School of Public Health and Health Systems, University of Waterloo, 200 University Ave W, Waterloo, ON, N2L 3G1, Canada.
BMC Med Inform Decis Mak. 2017 Oct 30;17(1):150. doi: 10.1186/s12911-017-0547-9.
The aim of this project is to describe the quality of assessment data regularly collected in home and community, with techniques adapted from an evaluation of the quality of long-term care data in Canada.

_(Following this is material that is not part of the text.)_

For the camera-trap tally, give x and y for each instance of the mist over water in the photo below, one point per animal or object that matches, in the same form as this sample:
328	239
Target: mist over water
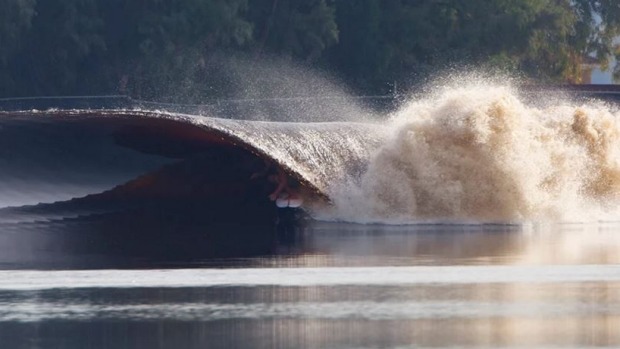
481	152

Data collected using the Resident Assessment Instrument - Home Care (RAI-HC) in Ontario and British Columbia (BC) as well as the interRAI Community Health Assessment (CHA) in Ontario were analyzed using descriptive statistics, Pearson's r correlation, and Cronbach's alpha in order to assess trends in population characteristics, convergent validity, and scale reliability.

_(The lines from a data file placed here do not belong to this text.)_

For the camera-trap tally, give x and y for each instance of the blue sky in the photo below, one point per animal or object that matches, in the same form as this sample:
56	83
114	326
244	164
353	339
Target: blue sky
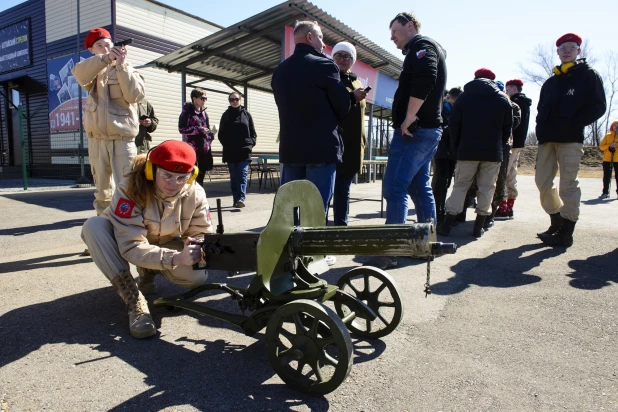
499	35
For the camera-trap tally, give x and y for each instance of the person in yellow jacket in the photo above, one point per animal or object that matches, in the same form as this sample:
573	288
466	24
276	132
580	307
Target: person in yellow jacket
111	114
608	145
155	214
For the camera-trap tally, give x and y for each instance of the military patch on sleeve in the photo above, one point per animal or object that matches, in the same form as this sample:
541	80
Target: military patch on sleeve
124	208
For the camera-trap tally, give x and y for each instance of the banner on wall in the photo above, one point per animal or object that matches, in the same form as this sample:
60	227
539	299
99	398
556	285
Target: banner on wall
366	74
63	93
15	46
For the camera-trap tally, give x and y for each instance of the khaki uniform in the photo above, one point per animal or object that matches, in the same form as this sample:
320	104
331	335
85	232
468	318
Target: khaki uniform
486	174
148	236
111	121
565	156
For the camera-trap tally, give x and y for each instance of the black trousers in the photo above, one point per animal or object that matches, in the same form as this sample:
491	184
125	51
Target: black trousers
607	176
441	181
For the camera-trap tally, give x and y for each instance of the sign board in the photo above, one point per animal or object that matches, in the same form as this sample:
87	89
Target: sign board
63	93
15	46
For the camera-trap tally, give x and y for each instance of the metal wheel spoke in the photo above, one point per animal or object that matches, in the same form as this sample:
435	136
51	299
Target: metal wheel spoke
300	328
349	283
368	324
382	318
323	342
317	371
386	304
329	359
313	332
380	289
289	335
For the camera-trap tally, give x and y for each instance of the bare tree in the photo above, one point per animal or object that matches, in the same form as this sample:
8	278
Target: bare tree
544	59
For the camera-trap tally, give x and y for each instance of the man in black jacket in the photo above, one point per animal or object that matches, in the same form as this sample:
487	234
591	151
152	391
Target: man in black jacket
570	100
237	136
417	123
520	134
311	99
480	126
444	159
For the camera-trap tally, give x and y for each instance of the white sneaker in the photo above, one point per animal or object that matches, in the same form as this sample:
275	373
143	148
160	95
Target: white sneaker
330	260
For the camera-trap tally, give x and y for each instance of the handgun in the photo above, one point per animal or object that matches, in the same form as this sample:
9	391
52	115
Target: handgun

Results indicate that RAI-HC data from Ontario and BC behave in a consistent manner, with stable trends in internal consistency providing evidence of good reliability (alpha values range from 0.72-0.94, depending on the scale and province). The associations between various scales, such as those reflecting functional status and cognition, were found to be as expected and stable over time within each setting (r values range from 0.42-0.45 in Ontario and 0.41-0.43 in BC). These trends in convergent validity demonstrate that constructs in the data behave as they should, providing evidence of good data quality. In most cases, CHA data quality matches that of RAI-HC data quality and shows evidence of good validity and reliability. The findings are comparable to the findings observed in the evaluation of data from the long-term care sector.
Despite an increasingly complex client population in the home and community care sectors, the results from this work indicate that data collected using the RAI-HC and the CHA are of an overall quality that may be trusted when used to inform decision-making at the organizational- or policy-level. High quality data and information are vital when used to inform steps taken to improve quality of care and enhance quality of life. This work also provides evidence that a method used to evaluate the quality of data obtained in the long-term care setting may be used to evaluate the quality of data obtained through community-based measures.
本项目旨在描述在家庭和社区中定期收集的评估数据的质量,采用的技术来自于对加拿大长期护理数据质量的评估。
使用安大略省和不列颠哥伦比亚省(BC)的居民评估工具-家庭护理(RAI-HC)以及安大略省的 interRAI 社区健康评估(CHA)收集的数据,采用描述性统计、皮尔逊 r 相关和克朗巴赫 alpha 进行分析,以评估人口特征的趋势、收敛效度和量表信度。
结果表明,安大略省和 BC 的 RAI-HC 数据表现一致,内部一致性的稳定趋势表明具有良好的可靠性(alpha 值范围为 0.72-0.94,取决于量表和省份)。各种量表之间的关联,如反映功能状态和认知的量表,在每个环境中均表现出预期的稳定趋势(安大略省 r 值范围为 0.42-0.45,BC 为 0.41-0.43)。这些收敛效度的趋势表明,数据中的结构表现如预期,证明数据质量良好。在大多数情况下,CHA 数据质量与 RAI-HC 数据质量相匹配,具有良好的有效性和可靠性。这些发现与对长期护理部门数据评估中观察到的发现相当。
尽管家庭和社区护理部门的客户群体日益复杂,但这项工作的结果表明,使用 RAI-HC 和 CHA 收集的数据总体质量良好,可在组织或政策层面用于决策时信任。高质量的数据和信息对于改善护理质量和提高生活质量所采取的步骤至关重要。这项工作还提供了证据,即用于评估长期护理环境中获得的数据质量的方法也可用于评估通过基于社区的措施获得的数据质量。